Gluten Free White Chocolate Lavender Truffles
Yields approximately 18 truffles 

46 g Heavy Cream, plus extra, as needed
1/2 tsp Lavender Buds
250 g White Chocolate, finely chopped (I used Lindt White Chocolate)   
10 g Butter
10 g Corn Syrup**
1 drop Essential Lavender Oil 

Sanding sugar
Additional Lavender for decoration, optional 
  1. Combine the heavy cream and lavender in a very small sauce pan.  Bring to a simmer over medium high heat, then cover & remove from the heat. Allow to steep, covered, for 20 minutes.  
  2. Chop the chocolate into small pieces & place into a medium sized heat-safe bowl (such as stainless steel, tempered glass or ceramic) that fits over a medium saucepan. Set the chocolate aside. Fill the saucepan with 2”-3” of water, and bring to a simmer on the stove. 
  3. After the cream has steeped, place the chocolate bowl onto the scale with a fine strainer in the bowl. Zero the scale with the strainer on it. Pour the liquid into the bowl, straining out any lavender buds. If the scale does not measure 46g of cream, add some additional fresh cream to make up the difference. Remove the strainer & discard the used lavender. 
  4. Place the chocolate/steeped cream over sauce pan with simmering water to form a double boiler. Heat over medium heat, stirring constantly with a spatula until the chocolate is completely melted. The mixture may look a little grainy or separated, but that is ok.  Remove from the heat and add the butter and corn syrup.  Stir until well combined. If the mixture continues to look separated, return to the double boiler system & stir constantly until everything has emulsified (i.e. come together) into a ganache. 
  5. Remove the white chocolate ganache from the heat & taste a little bit of it.  If you prefer a stronger lavender flavor (which I did), add a drop of essential lavender oil. Only add a little bit--we don’t want it to taste like soap! Remember that when the chocolate is cold, the lavender flavor will not be as pronounced. 
  6. Transfer the ganache to a separate bowl & chill in the refrigerator until it firms slightly, but still is pliable enough to mold. Mine took about an hour to set up. 
  7. Use a 
  8. 1 tablespoon scoop to portion the truffles onto a parchment lined sheet pan. Refrigerate the whole pan for 30 minutes. 
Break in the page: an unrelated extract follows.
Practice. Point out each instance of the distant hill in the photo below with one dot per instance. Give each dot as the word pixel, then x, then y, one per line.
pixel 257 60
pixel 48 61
  9. Once the truffles are chilled roll them gently with clean hands to make them round & cover each truffle in coarse sanding sugar. Press a single bud of lavender to the top of the truffle, if desired. 
  10. Store the truffles in an airtight container in the refrigerator until ready to serve. Allow them to sit at room temperature for a few minutes to warm up (they’ll taste better that way) before serving.
**The corn syrup helps to keep the truffle from crystalizing and also increases the shelf life.  Glucose is preferred to  corn syrup, but I don’t have any available to me where I live...  You can skip the syrup all together if it really bothers you to use it.